First, compute the Step, where \(Step=1.5*IQR\). In the exam scores example, Step=33.

Next, subtract the step from the first quartile. \(Q_1-Step=65-33=32\). Any exam scores below 32 are outliers. In our problem, the score of 29 is an outlier on the low end.

Finally, add the step to the third quartile. \(Q_3+Step=87+33=120\). Any exam scores above 120 are outliers. In our problem, no points qualify as outliers on the high end. These values 32 and 120 are sometimes called fences; outliers are ‘outside’ the fences.

2.19 Tukey’s Boxplot

The boxplot is a graph that displays information from the five-number summary, along with outliers. The vertical, or y-axis, has the range of data values. Horizontal lines are drawn at the first quartile, median, and third quartile, and are connected with vertical lines to form a ‘box’. Sometimes the boxplot is oriented such that the x-axis is used to display the range of values rather than the y-axis.

‘Whiskers’ are vertical lines that are drawn from the quartiles to the smallest/largest values that are NOT outliers.

Points that are outliers are displayed with a symbol such as an asterisk or circle to clearly identify their outlier status.

The student who got a very low score of 29, is indicated as an outlier.

2.20 Variance and Standard Deviation

A weakness of the range is that it only uses the two most extreme values in the data set. The IQR is better, but it would be preferable to have a statistic that uses all values in the data set in an effort to measure the `average deviation’ or distance from the mean.

The deviation is defined as \(x-\bar{x}\). For example, if Dr. X is 42 and the average college professor is 48, the deviation is 42-48=-6, or Dr. X is six years younger than average.

Unfortunately, the sum of deviations, \(\sum (x-\bar{x})\) will equal zero for all data sets. Therefore, we cannot just compute the `average deviation’.

Occasionally we take the absolute value of the deviations, but the standard method for computing variability is based on squared deviations.

If we have a sample of data (i.e. a portion of a larger population), the variance is computed as: \[s^2=\frac{\sum (x-\bar{x})^2}{n-1}\]
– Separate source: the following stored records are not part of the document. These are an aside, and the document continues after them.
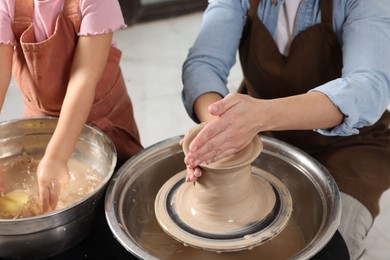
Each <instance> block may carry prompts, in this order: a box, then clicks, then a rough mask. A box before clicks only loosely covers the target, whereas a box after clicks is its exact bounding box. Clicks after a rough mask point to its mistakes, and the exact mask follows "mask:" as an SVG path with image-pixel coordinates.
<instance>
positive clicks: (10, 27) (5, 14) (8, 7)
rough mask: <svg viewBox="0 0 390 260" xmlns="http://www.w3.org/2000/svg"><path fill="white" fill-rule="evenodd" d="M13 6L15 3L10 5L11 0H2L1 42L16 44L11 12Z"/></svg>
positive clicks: (14, 44)
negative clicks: (14, 34)
mask: <svg viewBox="0 0 390 260" xmlns="http://www.w3.org/2000/svg"><path fill="white" fill-rule="evenodd" d="M13 7H14V6H13V5H12V7H11V6H10V3H9V1H5V0H0V44H7V45H12V46H15V45H16V39H15V36H14V33H13V31H12V19H13V17H11V13H10V10H13ZM11 8H12V9H11ZM12 15H13V13H12Z"/></svg>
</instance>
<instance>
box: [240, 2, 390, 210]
mask: <svg viewBox="0 0 390 260" xmlns="http://www.w3.org/2000/svg"><path fill="white" fill-rule="evenodd" d="M259 1H260V0H250V10H249V13H248V19H247V24H246V26H245V28H244V32H243V36H242V40H241V43H240V61H241V65H242V68H243V73H244V81H243V84H242V86H241V87H240V90H239V91H240V92H241V93H247V94H249V95H251V96H253V97H256V98H262V99H272V98H279V97H286V96H291V95H297V94H302V93H306V92H307V91H309V90H310V89H312V88H314V87H316V86H319V85H321V84H324V83H326V82H328V81H330V80H333V79H336V78H339V77H340V76H341V69H342V51H341V47H340V45H339V43H338V41H337V38H336V35H335V33H334V31H333V29H332V12H333V2H332V0H322V1H321V20H322V22H321V23H320V24H317V25H313V26H312V27H310V28H308V29H307V30H305V31H303V32H301V33H300V34H298V35H297V36H296V37H295V38H294V40H293V41H292V43H291V47H290V53H289V55H288V56H287V57H286V56H284V55H282V54H281V53H280V52H279V50H278V47H277V45H276V43H275V41H274V39H273V37H272V35H271V34H270V33H269V31H268V30H267V28H266V27H265V26H264V24H263V23H262V22H261V21H260V19H259V18H258V16H257V9H258V5H259ZM389 124H390V114H389V113H388V112H387V111H386V112H385V113H384V114H383V116H382V118H381V119H380V120H379V121H378V122H377V123H376V124H375V125H373V126H370V127H365V128H362V129H360V134H359V135H353V136H347V137H341V136H335V137H333V136H323V135H321V134H319V133H316V132H314V131H274V132H267V133H262V134H264V135H269V136H272V137H274V138H277V139H280V140H283V141H285V142H287V143H290V144H292V145H294V146H296V147H298V148H300V149H302V150H304V151H305V152H307V153H309V154H310V155H312V156H313V157H314V158H316V159H317V160H318V161H319V162H321V163H322V164H323V165H324V166H325V167H326V168H327V169H328V170H329V172H330V173H331V174H332V176H333V177H334V179H335V180H336V183H337V184H338V186H339V188H340V190H341V191H343V192H345V193H347V194H350V195H351V196H353V197H355V198H356V199H358V200H360V201H361V202H362V203H363V204H364V205H365V206H366V207H367V208H368V209H369V210H370V212H371V213H372V215H373V216H374V217H375V216H376V215H377V214H378V213H379V199H380V196H381V195H382V193H383V192H384V191H385V190H387V189H388V188H389V187H390V131H389Z"/></svg>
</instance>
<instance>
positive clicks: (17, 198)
mask: <svg viewBox="0 0 390 260" xmlns="http://www.w3.org/2000/svg"><path fill="white" fill-rule="evenodd" d="M0 163H1V164H2V167H1V168H2V171H3V179H4V183H5V184H4V188H5V190H4V192H3V194H2V196H1V197H0V218H3V219H17V218H28V217H34V216H39V215H42V214H44V213H43V212H42V209H41V204H40V201H39V197H38V185H37V178H36V170H37V166H38V164H39V159H36V158H34V157H32V156H29V155H28V154H27V153H23V154H22V155H18V156H12V157H9V158H4V159H1V160H0ZM68 168H69V174H70V182H69V185H68V186H67V187H66V189H65V190H64V191H63V192H62V193H61V194H60V196H59V199H58V205H57V208H56V210H60V209H63V208H66V207H68V206H70V205H72V204H74V203H76V202H78V201H80V200H81V199H83V198H85V197H86V196H87V195H88V194H90V193H91V192H93V191H94V190H95V189H96V187H98V186H99V185H100V184H101V183H102V181H103V178H102V176H101V175H100V174H99V173H98V172H97V171H96V170H94V169H93V168H91V167H90V166H88V165H85V164H83V163H82V162H80V161H78V160H77V159H75V158H72V159H71V160H69V162H68Z"/></svg>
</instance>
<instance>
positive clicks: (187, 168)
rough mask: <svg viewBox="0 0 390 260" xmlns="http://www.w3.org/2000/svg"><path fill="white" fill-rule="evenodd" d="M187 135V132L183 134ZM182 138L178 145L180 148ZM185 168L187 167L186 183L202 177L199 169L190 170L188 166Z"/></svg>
mask: <svg viewBox="0 0 390 260" xmlns="http://www.w3.org/2000/svg"><path fill="white" fill-rule="evenodd" d="M187 134H188V132H187V133H186V134H185V136H186V135H187ZM185 136H184V138H185ZM184 138H183V139H181V140H180V141H179V144H180V145H181V146H183V141H184ZM186 167H187V175H186V182H194V181H196V180H197V179H198V178H199V177H200V176H201V175H202V171H201V170H200V168H199V167H195V168H192V167H190V166H188V165H186Z"/></svg>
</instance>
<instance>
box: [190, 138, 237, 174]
mask: <svg viewBox="0 0 390 260" xmlns="http://www.w3.org/2000/svg"><path fill="white" fill-rule="evenodd" d="M240 141H241V140H237V139H236V138H231V135H229V133H228V131H224V132H221V133H220V134H219V135H217V136H215V137H214V138H213V139H210V140H209V141H208V142H207V143H206V144H205V145H203V146H202V147H200V148H199V149H198V150H196V151H195V152H190V153H188V154H187V155H186V157H185V163H186V164H187V165H190V166H191V167H196V166H198V165H199V164H202V163H210V162H212V161H215V158H216V157H217V156H220V155H221V154H225V153H226V151H227V150H231V149H233V151H237V150H238V149H239V148H240V147H241V145H242V144H241V143H240ZM218 158H220V157H218Z"/></svg>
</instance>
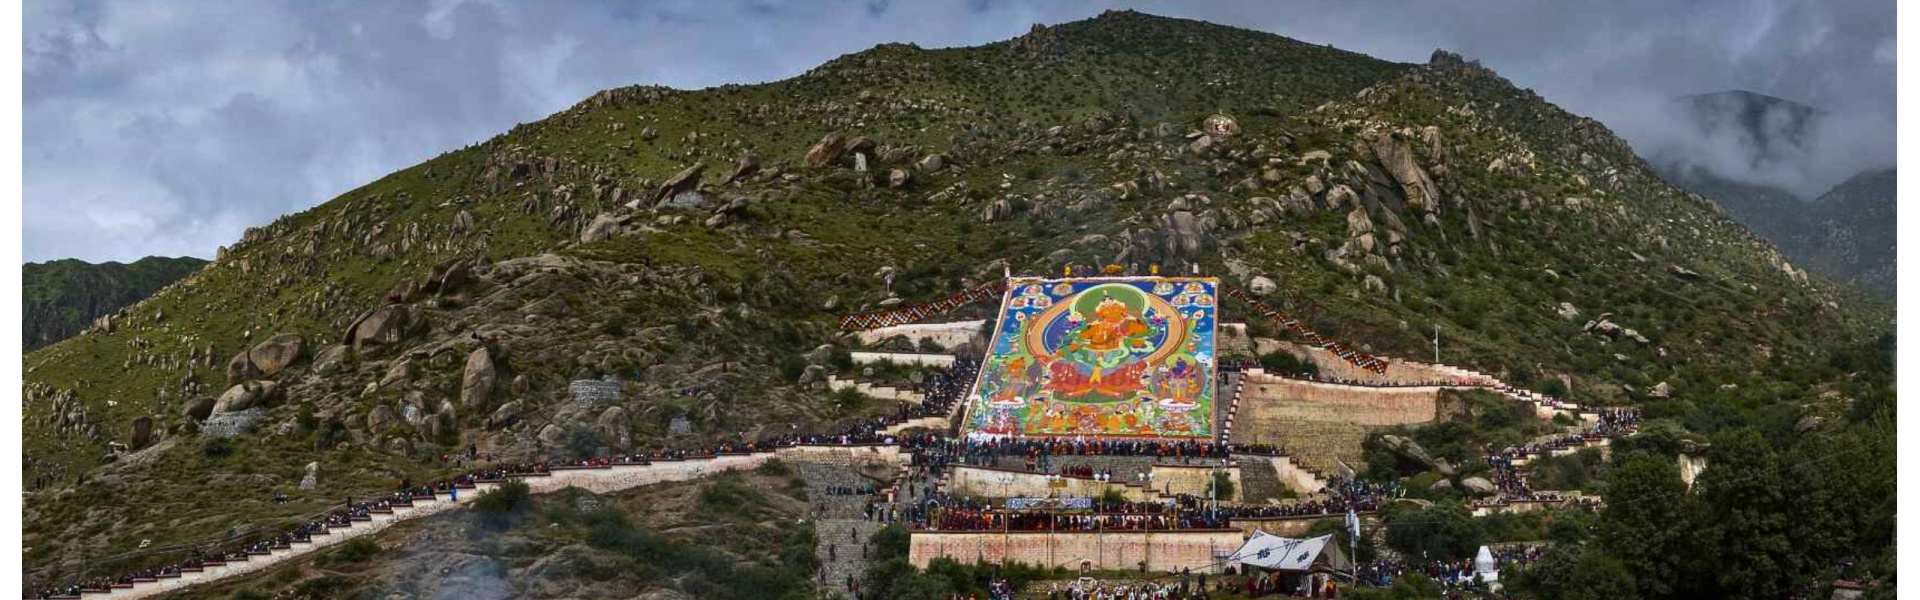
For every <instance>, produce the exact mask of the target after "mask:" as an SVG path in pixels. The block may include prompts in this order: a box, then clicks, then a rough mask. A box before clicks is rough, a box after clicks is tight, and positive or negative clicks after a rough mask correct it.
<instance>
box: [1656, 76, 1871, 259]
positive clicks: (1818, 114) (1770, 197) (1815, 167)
mask: <svg viewBox="0 0 1920 600" xmlns="http://www.w3.org/2000/svg"><path fill="white" fill-rule="evenodd" d="M1674 108H1676V119H1678V121H1680V125H1678V127H1680V129H1682V131H1686V133H1690V135H1692V137H1693V138H1692V140H1690V142H1670V144H1659V146H1651V148H1649V150H1647V152H1645V154H1647V162H1651V163H1653V167H1655V171H1659V173H1661V177H1665V179H1668V181H1672V183H1674V185H1680V187H1682V188H1688V190H1692V192H1697V194H1701V196H1707V198H1713V200H1715V202H1718V204H1720V208H1724V210H1726V213H1728V215H1730V217H1734V219H1736V221H1740V223H1741V225H1747V229H1753V233H1759V235H1761V237H1764V238H1768V240H1772V242H1774V244H1776V246H1780V250H1782V254H1786V256H1788V258H1791V260H1793V262H1795V263H1799V265H1801V267H1805V269H1809V271H1812V273H1818V275H1824V277H1830V279H1834V281H1843V283H1849V285H1855V287H1859V288H1864V290H1870V292H1878V294H1885V296H1891V294H1893V267H1895V256H1893V231H1891V227H1893V221H1891V217H1893V188H1895V185H1893V169H1882V167H1868V169H1864V171H1859V173H1857V175H1853V177H1851V179H1847V181H1843V183H1837V185H1834V187H1832V188H1830V190H1826V192H1824V194H1820V196H1818V198H1814V200H1811V202H1809V198H1803V196H1799V194H1795V192H1793V190H1791V188H1788V185H1786V183H1784V179H1782V177H1778V175H1782V173H1814V171H1818V167H1816V165H1818V163H1834V162H1839V160H1847V158H1845V156H1834V154H1843V152H1839V150H1824V148H1822V146H1820V144H1818V137H1820V127H1822V125H1824V119H1826V117H1830V113H1826V112H1822V110H1818V108H1812V106H1805V104H1799V102H1793V100H1784V98H1774V96H1766V94H1757V92H1747V90H1726V92H1711V94H1693V96H1682V98H1678V100H1674ZM1678 138H1686V137H1684V135H1682V137H1678ZM1788 179H1791V177H1788ZM1820 185H1822V187H1826V185H1832V183H1820Z"/></svg>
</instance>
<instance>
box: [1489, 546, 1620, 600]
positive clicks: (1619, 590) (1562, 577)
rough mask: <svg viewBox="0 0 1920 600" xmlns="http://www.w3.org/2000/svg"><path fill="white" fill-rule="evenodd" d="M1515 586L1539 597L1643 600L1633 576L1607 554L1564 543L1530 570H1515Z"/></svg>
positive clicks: (1582, 599)
mask: <svg viewBox="0 0 1920 600" xmlns="http://www.w3.org/2000/svg"><path fill="white" fill-rule="evenodd" d="M1511 581H1513V587H1515V588H1519V590H1524V592H1526V594H1530V596H1538V598H1565V600H1632V598H1640V590H1638V588H1636V585H1634V573H1632V571H1626V565H1622V563H1620V560H1617V558H1613V556H1607V554H1605V552H1601V550H1597V548H1592V546H1580V544H1561V546H1553V550H1548V554H1546V556H1542V558H1540V562H1538V563H1534V565H1532V567H1528V569H1521V571H1515V577H1511Z"/></svg>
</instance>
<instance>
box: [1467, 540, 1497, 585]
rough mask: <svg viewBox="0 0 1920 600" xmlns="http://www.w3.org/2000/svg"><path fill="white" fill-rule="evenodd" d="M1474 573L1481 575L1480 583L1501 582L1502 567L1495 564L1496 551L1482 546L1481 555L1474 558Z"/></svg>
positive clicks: (1492, 582)
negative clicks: (1500, 574)
mask: <svg viewBox="0 0 1920 600" xmlns="http://www.w3.org/2000/svg"><path fill="white" fill-rule="evenodd" d="M1473 573H1475V575H1480V581H1486V583H1494V581H1500V567H1498V565H1496V563H1494V550H1488V548H1486V546H1480V554H1475V556H1473Z"/></svg>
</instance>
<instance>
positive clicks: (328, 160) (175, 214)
mask: <svg viewBox="0 0 1920 600" xmlns="http://www.w3.org/2000/svg"><path fill="white" fill-rule="evenodd" d="M1446 4H1448V6H1438V4H1436V2H1367V6H1357V8H1356V6H1348V2H1254V0H1248V2H1121V4H1100V2H1089V4H1071V6H1069V4H1056V2H1018V0H1012V2H1006V0H962V2H887V0H808V2H781V0H758V2H753V0H749V2H728V0H691V2H676V0H666V2H634V4H614V2H591V4H589V2H580V4H559V2H524V4H505V2H486V0H472V2H467V0H442V2H252V0H248V2H240V0H236V2H169V0H29V2H27V6H25V79H23V83H25V115H23V117H25V131H23V135H25V156H23V158H25V208H23V217H25V248H23V252H25V260H31V262H38V260H52V258H84V260H123V262H125V260H134V258H140V256H150V254H161V256H182V254H184V256H202V258H211V256H213V250H215V248H217V246H221V244H227V242H232V240H236V238H238V237H240V231H244V229H246V227H252V225H263V223H269V221H273V219H275V217H276V215H282V213H288V212H298V210H305V208H309V206H315V204H319V202H324V200H328V198H332V196H336V194H340V192H344V190H348V188H353V187H357V185H361V183H367V181H372V179H376V177H380V175H384V173H390V171H396V169H401V167H407V165H411V163H417V162H420V160H426V158H430V156H434V154H440V152H444V150H449V148H459V146H465V144H470V142H478V140H484V138H488V137H492V135H495V133H501V131H505V129H509V127H513V125H515V123H522V121H536V119H540V117H545V115H549V113H553V112H557V110H563V108H566V106H570V104H574V102H578V100H580V98H586V96H588V94H591V92H593V90H599V88H609V87H620V85H636V83H655V85H670V87H680V88H697V87H710V85H722V83H755V81H772V79H783V77H793V75H799V73H801V71H806V69H808V67H812V65H818V63H822V62H826V60H831V58H835V56H841V54H847V52H858V50H862V48H868V46H874V44H879V42H891V40H910V42H918V44H922V46H929V48H937V46H962V44H979V42H991V40H1000V38H1008V37H1016V35H1021V33H1025V29H1027V27H1029V25H1031V23H1060V21H1073V19H1083V17H1091V15H1096V13H1098V12H1102V10H1106V8H1139V10H1144V12H1152V13H1164V15H1179V17H1194V19H1208V21H1215V23H1227V25H1236V27H1250V29H1261V31H1271V33H1279V35H1286V37H1294V38H1302V40H1309V42H1327V44H1334V46H1338V48H1348V50H1357V52H1365V54H1371V56H1379V58H1386V60H1396V62H1425V60H1427V56H1428V54H1430V52H1432V50H1434V48H1450V50H1455V52H1461V54H1465V56H1467V58H1476V60H1480V62H1482V63H1486V65H1490V67H1494V69H1496V71H1500V73H1501V75H1505V77H1507V79H1511V81H1515V83H1517V85H1521V87H1530V88H1534V90H1538V92H1540V94H1542V96H1546V98H1548V100H1553V102H1557V104H1561V106H1565V108H1569V110H1572V112H1578V113H1586V115H1594V117H1599V119H1601V121H1607V123H1609V125H1611V127H1615V129H1617V131H1620V133H1622V135H1624V137H1626V138H1628V140H1632V142H1634V144H1636V146H1638V148H1642V150H1644V152H1647V150H1649V148H1667V150H1674V148H1678V152H1695V154H1701V156H1699V158H1701V162H1709V163H1715V162H1718V160H1720V158H1718V156H1716V154H1718V152H1720V150H1726V148H1724V146H1726V144H1724V142H1720V144H1716V142H1713V140H1707V142H1701V140H1688V138H1674V137H1672V131H1676V129H1674V127H1668V123H1667V121H1665V119H1667V117H1665V110H1663V108H1665V106H1667V98H1672V96H1680V94H1693V92H1709V90H1724V88H1745V90H1755V92H1764V94H1774V96H1782V98H1789V100H1795V102H1805V104H1811V106H1818V108H1820V110H1824V112H1826V113H1828V115H1830V117H1828V119H1826V121H1824V123H1830V127H1826V131H1822V135H1818V138H1820V140H1824V146H1822V152H1818V154H1820V158H1818V160H1812V162H1809V163H1807V165H1799V167H1795V169H1786V171H1782V169H1768V171H1764V173H1749V175H1753V177H1761V179H1766V177H1772V179H1774V183H1780V185H1788V187H1791V188H1795V190H1799V192H1803V194H1816V192H1818V190H1820V188H1824V187H1828V185H1832V183H1837V181H1839V179H1843V177H1845V175H1851V173H1853V171H1859V169H1862V167H1870V165H1889V163H1891V162H1893V148H1895V142H1893V135H1891V129H1893V113H1895V85H1893V83H1895V79H1893V73H1895V42H1893V35H1895V23H1893V2H1891V0H1874V2H1851V0H1847V2H1780V0H1753V2H1670V0H1615V2H1553V0H1540V2H1507V0H1490V2H1446Z"/></svg>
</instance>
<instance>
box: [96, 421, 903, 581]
mask: <svg viewBox="0 0 1920 600" xmlns="http://www.w3.org/2000/svg"><path fill="white" fill-rule="evenodd" d="M833 448H839V446H833ZM849 448H862V450H866V448H872V446H849ZM783 450H787V448H783ZM799 450H812V448H799ZM887 450H897V446H889V448H887ZM778 452H780V450H772V452H755V454H722V456H714V458H691V460H674V462H668V460H662V462H655V463H649V465H611V467H580V469H555V471H553V473H551V475H538V477H524V481H526V485H528V488H530V490H532V492H534V494H545V492H555V490H561V488H568V487H574V488H582V490H588V492H595V494H607V492H616V490H626V488H634V487H641V485H655V483H666V481H689V479H699V477H707V475H712V473H720V471H726V469H753V467H758V465H760V463H764V462H766V460H770V458H774V456H776V454H778ZM495 487H497V483H480V485H476V488H472V490H461V492H459V502H449V498H447V494H436V496H434V500H415V506H413V508H394V512H392V513H376V515H372V521H359V523H353V525H351V527H334V529H332V531H328V533H326V535H321V537H313V540H311V542H294V544H292V546H288V548H278V550H273V552H267V554H255V556H252V558H250V560H246V562H234V563H227V565H209V567H205V569H204V571H200V573H180V577H167V579H156V581H136V583H132V585H121V587H113V590H111V592H108V590H98V592H94V590H88V592H84V594H83V596H81V598H150V596H157V594H167V592H175V590H182V588H190V587H196V585H204V583H213V581H223V579H230V577H238V575H248V573H259V571H265V569H269V567H273V565H276V563H282V562H290V560H300V558H303V556H307V554H313V552H317V550H323V548H328V546H334V544H340V542H346V540H349V538H357V537H367V535H374V533H380V531H384V529H388V527H392V525H394V523H399V521H407V519H419V517H426V515H436V513H442V512H447V510H455V508H457V506H463V504H470V502H472V500H474V498H478V496H480V494H482V492H488V490H492V488H495ZM854 519H856V521H858V519H860V512H858V504H856V506H854ZM876 529H877V527H876ZM841 535H845V533H841ZM868 535H872V531H870V533H868ZM856 552H858V550H856Z"/></svg>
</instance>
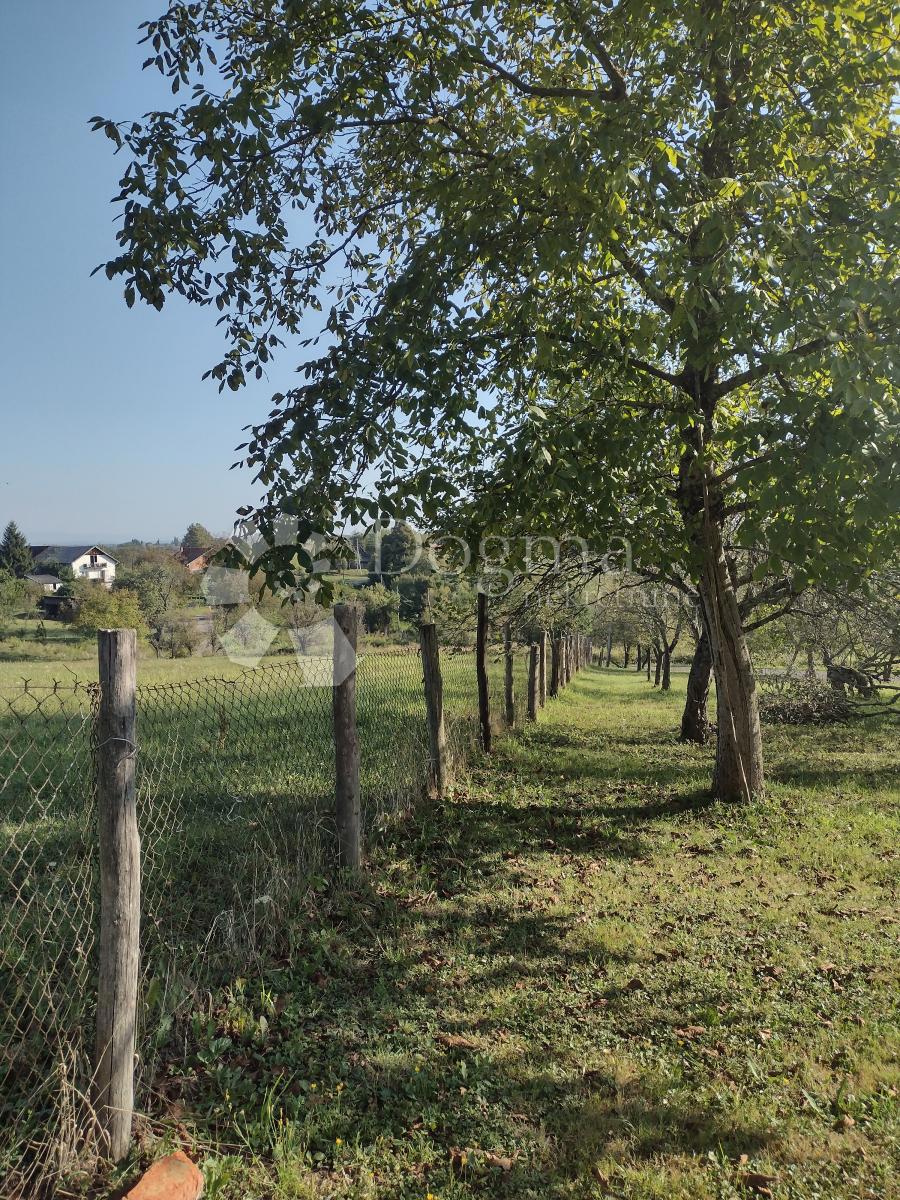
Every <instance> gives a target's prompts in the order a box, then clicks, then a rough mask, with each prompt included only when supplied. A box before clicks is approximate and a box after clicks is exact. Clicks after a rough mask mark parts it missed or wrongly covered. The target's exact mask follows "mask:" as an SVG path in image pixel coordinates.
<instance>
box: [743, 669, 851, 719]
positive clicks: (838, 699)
mask: <svg viewBox="0 0 900 1200" xmlns="http://www.w3.org/2000/svg"><path fill="white" fill-rule="evenodd" d="M852 712H853V703H852V701H850V700H847V697H846V696H844V695H841V692H839V691H835V690H834V688H832V686H830V685H829V684H826V683H820V682H818V680H812V679H782V680H779V682H778V683H776V684H774V685H768V686H767V685H766V684H763V692H762V695H761V697H760V716H761V718H762V720H763V721H766V724H767V725H833V724H834V722H835V721H846V720H847V718H848V716H850V715H851V714H852Z"/></svg>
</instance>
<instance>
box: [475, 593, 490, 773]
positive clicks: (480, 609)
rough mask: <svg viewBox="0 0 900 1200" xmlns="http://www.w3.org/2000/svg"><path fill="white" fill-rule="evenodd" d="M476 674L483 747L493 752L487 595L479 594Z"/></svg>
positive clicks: (478, 706)
mask: <svg viewBox="0 0 900 1200" xmlns="http://www.w3.org/2000/svg"><path fill="white" fill-rule="evenodd" d="M475 673H476V676H478V714H479V721H480V724H481V745H482V748H484V750H485V754H490V752H491V697H490V695H488V691H487V593H486V592H479V594H478V632H476V636H475Z"/></svg>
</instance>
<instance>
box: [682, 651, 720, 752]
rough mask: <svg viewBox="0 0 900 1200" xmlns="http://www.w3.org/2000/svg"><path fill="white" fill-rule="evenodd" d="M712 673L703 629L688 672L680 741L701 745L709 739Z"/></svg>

Less commonly, if our data represents an entire population, the variance is: \[\sigma^2=\frac{\sum (x-\mu)^2}{n}\]

The standard deviation (either \(s\) or \(\sigma\)) is the square root of variance.

An example of computing the variance for a sample of \(n=5\) ages, where \(\bar{x}=44.2\) years.

\(x\)	\(x-\bar{x}\)	\((x-\bar{x})^2\)
29	-15.2	231.04
35	-9.2	84.64
42	-2.2	4.84
50	5.8	33.64
65	20.8	432.64
\(\sum\): 221	0	786.80

So the variance is \[s^2=\frac{786.8}{5-1}=196.7\] where the unit is years squared.

It is usually more convenient to take the square root. The standard deviation is \(s=\sqrt{196.7}=14.02\) years.

Obviously we want to use technology for large data sets.